The dog has been mostly home with me, going on frequent walks, and out to pee (we live in an apt.). She's gotten pretty attached to me (or else she just doesn't want to be abandoned again).

She appears not to have been crate trained. We put her in a wire crate (chosen for her size) with cushion and a filled Kong (PB or canned dog food, frozen) when we've left her home alone. 

She absolutely hates the crate! She whines, cries, digs at the floor of the crate, destroys the cushion by digging at it, and barks. When we come back, the cushion is frequently drenched, and it's not urine (doesn't smell). I think she's just drooling and anxious. 

How should I handle crate training in this final week of summer vacation? I want her to be able to be calm in the crate (when I'm home with her, she sleeps or lounges for hours on the sofa, or chews at her filled dog toys, so I wish she could just relax and do the same in the crate).

I would really appreciate your recommendations for step-by-step crate training while I am at home, so she can be happier when I am gone starting next week. I can even leave for short periods for the training; today I have just put her in the crate with me in another room so I can hear what she does because I am so amazed at how wet the crate is when I return and I want to know what she does.

thanks!


----------



## skelaki (Nov 9, 2006)

You need to associate the crate with positive things. Feed her in the crate with the door open. Play games where you toss a treat or toy into the crate and let her fetch it out. Perhaps make the crate more den-like by covering it with a blanket or something. Keep the crate in an area where she can be with or at least see you (when you're home). Praise and reward her only for going into the crate and don't let her out unless she's quiet. Then praise her for being quiet and let her out. If necessary ask your vet for meds to help her over the adjustment period. Start out with very short periods of time in the crate while you're home. You could even start out as simply as putting her in, shutting the door, praising, and immediately opening the door and letting her out.


----------



## cocoabeagle (Aug 4, 2009)

thank you, skelaki.

I have been trying some of these techniques, but probably need to keep practicing them, with more patience. Haven't fed her in the crate yet, will do that.

She has gotten to the point where she will follow a thrown treat into the crate and maybe even stay there and dig around/play for a few seconds with the door open, and I do praise her for that. As soon as I close the door, though, she starts whining. Maybe I'm moving too fast and need to break it down into smaller steps.

She whines when she's inside the closed crate with me in the room. She even whines when the crate door is closed but not latched! --she hasn't figured out that she can push the door open with her nose!  she paws at the floor of the crate instead.

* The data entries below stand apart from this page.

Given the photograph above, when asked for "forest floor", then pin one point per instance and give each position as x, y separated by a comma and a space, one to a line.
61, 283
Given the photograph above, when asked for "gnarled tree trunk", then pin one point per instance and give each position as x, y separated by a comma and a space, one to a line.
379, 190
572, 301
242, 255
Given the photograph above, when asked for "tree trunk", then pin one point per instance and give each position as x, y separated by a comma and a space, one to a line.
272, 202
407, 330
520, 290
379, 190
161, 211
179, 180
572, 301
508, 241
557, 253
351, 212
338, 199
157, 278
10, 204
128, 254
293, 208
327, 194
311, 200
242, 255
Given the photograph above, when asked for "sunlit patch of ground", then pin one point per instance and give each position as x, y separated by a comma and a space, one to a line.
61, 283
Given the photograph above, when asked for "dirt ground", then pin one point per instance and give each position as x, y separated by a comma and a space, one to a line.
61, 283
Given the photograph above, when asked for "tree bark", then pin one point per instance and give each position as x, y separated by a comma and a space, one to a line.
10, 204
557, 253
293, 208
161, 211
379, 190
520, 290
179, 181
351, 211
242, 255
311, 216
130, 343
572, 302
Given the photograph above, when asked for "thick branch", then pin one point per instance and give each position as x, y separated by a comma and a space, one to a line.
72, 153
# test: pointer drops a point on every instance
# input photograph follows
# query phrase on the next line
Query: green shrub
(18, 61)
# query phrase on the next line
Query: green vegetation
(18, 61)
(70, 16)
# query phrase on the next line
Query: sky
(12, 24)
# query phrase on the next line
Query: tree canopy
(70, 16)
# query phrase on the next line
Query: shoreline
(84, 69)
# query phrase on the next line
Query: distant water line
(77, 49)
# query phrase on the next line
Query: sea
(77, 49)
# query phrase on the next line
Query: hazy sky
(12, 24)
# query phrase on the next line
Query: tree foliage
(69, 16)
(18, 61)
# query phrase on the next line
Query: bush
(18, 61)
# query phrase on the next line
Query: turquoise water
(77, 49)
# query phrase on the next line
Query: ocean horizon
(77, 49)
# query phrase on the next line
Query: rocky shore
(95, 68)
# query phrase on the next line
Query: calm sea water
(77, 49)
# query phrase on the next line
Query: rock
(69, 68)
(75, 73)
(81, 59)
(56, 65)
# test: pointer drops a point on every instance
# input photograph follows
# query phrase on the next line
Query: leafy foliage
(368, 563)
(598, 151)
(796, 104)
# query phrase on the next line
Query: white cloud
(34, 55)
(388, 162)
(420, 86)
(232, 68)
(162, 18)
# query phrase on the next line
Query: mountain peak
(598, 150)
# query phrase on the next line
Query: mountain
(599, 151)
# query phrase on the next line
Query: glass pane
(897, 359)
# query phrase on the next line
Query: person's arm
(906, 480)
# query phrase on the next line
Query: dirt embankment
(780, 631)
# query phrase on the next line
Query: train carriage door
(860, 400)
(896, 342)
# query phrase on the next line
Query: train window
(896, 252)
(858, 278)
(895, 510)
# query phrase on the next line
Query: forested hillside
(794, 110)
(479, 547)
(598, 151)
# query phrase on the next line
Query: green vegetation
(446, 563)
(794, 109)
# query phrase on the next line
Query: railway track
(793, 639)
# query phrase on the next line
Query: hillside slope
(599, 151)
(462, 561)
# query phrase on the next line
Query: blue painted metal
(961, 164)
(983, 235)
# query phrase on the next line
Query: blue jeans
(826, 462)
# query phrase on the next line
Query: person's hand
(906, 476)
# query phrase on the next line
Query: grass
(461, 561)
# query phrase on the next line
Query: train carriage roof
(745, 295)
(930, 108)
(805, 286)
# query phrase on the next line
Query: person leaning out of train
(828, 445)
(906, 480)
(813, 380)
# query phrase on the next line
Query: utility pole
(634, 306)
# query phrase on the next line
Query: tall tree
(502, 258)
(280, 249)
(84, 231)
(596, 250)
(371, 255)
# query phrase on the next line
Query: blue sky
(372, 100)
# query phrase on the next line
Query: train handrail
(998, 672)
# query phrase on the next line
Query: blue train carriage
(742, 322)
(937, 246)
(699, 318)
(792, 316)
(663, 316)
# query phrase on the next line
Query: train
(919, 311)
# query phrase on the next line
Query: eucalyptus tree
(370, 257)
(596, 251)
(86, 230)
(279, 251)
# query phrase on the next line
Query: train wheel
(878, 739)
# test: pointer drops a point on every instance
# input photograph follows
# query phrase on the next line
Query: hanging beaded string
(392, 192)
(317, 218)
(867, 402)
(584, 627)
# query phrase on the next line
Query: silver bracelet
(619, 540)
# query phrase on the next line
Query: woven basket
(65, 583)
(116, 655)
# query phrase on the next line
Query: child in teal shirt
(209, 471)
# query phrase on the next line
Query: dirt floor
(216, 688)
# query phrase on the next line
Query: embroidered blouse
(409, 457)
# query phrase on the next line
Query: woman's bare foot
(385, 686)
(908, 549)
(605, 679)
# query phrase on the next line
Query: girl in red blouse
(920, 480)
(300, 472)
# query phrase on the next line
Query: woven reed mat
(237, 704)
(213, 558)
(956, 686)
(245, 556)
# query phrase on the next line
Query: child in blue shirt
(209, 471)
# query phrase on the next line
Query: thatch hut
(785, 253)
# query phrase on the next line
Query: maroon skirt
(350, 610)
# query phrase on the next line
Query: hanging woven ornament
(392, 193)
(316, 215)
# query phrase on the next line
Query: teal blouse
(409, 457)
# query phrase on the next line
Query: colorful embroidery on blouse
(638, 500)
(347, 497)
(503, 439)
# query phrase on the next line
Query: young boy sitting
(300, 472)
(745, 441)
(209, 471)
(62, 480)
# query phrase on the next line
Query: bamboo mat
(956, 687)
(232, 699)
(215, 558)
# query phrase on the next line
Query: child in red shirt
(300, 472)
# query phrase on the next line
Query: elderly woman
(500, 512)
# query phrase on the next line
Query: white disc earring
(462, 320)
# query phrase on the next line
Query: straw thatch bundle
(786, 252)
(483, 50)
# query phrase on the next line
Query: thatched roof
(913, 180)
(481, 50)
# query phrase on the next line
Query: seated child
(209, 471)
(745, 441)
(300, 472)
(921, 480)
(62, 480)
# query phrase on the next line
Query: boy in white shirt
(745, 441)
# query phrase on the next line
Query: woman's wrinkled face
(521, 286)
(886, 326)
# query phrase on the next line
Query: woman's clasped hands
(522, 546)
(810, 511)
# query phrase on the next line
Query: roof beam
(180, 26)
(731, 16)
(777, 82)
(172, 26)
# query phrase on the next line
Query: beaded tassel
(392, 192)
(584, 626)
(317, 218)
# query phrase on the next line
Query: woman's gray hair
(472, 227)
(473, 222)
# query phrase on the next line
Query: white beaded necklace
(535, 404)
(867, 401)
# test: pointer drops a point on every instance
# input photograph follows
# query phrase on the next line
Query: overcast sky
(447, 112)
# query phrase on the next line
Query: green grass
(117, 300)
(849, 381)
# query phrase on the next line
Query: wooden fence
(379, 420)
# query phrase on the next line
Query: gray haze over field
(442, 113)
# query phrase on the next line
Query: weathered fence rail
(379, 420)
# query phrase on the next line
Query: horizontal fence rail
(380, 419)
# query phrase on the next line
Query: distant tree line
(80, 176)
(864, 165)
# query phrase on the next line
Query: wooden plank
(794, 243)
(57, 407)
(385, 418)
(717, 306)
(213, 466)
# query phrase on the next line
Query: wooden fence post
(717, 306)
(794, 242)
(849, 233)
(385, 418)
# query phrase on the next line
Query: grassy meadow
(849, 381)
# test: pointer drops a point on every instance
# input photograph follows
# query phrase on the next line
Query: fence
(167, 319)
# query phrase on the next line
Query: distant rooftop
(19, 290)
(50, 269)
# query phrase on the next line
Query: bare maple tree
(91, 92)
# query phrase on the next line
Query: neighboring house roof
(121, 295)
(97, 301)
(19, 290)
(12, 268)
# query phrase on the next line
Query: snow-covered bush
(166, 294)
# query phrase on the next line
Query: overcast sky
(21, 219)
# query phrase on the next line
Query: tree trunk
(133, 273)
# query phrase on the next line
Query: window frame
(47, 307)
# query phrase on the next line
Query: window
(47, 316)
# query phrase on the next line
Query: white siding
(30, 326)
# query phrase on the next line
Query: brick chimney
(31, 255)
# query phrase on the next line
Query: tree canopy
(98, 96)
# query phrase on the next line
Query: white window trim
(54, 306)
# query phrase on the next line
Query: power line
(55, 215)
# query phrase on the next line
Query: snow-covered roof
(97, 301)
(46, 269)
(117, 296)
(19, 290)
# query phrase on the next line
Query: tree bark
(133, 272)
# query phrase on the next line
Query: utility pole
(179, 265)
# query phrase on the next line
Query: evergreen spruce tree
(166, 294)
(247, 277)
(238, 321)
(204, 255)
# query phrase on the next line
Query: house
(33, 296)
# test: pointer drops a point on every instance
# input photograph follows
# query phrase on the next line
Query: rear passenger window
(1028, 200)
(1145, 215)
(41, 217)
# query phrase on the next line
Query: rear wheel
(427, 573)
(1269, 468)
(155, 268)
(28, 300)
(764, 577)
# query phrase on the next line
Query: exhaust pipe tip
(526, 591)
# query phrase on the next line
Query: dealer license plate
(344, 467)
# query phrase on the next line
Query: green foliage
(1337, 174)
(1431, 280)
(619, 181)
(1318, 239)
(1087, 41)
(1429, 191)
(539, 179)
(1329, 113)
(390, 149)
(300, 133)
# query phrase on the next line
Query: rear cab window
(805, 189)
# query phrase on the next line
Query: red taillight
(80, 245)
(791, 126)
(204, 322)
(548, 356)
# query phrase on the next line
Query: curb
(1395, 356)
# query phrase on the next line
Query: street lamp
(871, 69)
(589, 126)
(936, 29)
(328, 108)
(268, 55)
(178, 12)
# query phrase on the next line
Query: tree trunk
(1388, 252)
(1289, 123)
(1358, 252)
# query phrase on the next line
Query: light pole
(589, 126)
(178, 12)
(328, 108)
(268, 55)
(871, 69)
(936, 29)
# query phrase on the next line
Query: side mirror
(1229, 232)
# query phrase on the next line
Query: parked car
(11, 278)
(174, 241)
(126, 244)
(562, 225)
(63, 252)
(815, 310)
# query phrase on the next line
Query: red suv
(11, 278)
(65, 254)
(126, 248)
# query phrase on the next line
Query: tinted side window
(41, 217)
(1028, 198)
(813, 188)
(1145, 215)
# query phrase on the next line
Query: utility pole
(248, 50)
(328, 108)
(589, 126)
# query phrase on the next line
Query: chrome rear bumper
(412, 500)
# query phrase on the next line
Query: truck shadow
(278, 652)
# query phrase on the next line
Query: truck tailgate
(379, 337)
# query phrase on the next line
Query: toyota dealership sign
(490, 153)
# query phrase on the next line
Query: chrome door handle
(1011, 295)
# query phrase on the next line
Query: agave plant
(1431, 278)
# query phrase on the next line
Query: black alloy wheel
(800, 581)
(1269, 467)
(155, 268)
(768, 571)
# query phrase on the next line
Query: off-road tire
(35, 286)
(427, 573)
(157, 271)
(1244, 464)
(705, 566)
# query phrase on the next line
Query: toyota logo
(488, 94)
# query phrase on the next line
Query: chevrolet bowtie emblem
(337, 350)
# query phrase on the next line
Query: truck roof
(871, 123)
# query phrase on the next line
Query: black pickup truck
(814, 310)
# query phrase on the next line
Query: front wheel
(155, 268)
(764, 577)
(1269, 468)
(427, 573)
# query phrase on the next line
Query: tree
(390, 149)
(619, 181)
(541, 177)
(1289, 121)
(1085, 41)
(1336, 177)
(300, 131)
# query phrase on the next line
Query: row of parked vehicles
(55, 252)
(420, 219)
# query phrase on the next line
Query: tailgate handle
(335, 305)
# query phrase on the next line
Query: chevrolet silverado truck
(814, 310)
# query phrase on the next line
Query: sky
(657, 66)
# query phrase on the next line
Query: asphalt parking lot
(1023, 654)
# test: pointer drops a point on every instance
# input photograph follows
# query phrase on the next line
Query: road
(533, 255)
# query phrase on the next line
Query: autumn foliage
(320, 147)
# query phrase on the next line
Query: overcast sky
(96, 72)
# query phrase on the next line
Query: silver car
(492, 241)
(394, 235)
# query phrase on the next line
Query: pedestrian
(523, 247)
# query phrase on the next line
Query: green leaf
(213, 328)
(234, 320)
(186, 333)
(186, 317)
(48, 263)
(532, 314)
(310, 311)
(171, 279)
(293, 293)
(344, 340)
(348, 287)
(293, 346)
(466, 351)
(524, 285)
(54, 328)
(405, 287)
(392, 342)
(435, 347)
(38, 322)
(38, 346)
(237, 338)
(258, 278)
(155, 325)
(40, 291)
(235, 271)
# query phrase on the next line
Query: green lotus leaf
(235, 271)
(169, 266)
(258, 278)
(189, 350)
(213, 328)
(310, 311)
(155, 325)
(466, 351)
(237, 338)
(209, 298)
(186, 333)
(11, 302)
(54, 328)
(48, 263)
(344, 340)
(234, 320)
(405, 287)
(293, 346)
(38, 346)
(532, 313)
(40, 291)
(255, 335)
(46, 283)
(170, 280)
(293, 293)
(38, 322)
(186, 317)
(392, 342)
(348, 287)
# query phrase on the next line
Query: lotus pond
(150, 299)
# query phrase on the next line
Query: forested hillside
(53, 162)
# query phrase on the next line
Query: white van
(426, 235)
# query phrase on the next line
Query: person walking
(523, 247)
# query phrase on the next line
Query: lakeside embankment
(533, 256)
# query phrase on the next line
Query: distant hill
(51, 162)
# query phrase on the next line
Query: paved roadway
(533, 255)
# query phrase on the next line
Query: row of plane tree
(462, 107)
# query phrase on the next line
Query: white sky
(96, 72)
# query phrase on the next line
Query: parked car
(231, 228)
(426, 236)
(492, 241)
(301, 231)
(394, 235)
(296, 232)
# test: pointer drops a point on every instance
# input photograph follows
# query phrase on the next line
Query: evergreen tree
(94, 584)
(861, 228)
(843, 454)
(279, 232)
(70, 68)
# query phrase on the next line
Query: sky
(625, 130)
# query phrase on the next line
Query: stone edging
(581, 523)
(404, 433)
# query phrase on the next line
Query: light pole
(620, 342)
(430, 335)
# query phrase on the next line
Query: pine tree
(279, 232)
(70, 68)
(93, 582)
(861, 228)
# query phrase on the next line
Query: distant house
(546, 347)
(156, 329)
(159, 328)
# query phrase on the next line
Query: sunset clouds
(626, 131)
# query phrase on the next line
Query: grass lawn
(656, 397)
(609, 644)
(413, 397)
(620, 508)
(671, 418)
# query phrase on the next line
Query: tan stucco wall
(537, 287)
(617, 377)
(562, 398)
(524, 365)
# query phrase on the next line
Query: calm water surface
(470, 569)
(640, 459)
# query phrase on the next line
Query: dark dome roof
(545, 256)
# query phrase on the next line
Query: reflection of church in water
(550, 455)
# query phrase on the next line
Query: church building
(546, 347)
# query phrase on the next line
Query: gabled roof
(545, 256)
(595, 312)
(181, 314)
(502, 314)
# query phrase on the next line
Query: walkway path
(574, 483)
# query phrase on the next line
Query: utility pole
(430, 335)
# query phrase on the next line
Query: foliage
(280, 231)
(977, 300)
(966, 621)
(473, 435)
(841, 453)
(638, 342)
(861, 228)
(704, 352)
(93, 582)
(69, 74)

Today I put her in the crate with a filled kong for one hour with me in the same room half the time and in the other room the rest of the time. Just to see what she does. She whined almost non-stop. When she got quiet I went into the room to praise her, but of course seeing me started the whine situation again. Once I let her out of the crate, she got into her dog bed and promptly went to sleep.

Will work with making the crate a more positive place again at feeding time tonight.
She just doesn't like to be alone at this point. If I close her in one room with me in the other room, she whines. Maybe I need to build her confidence?


----------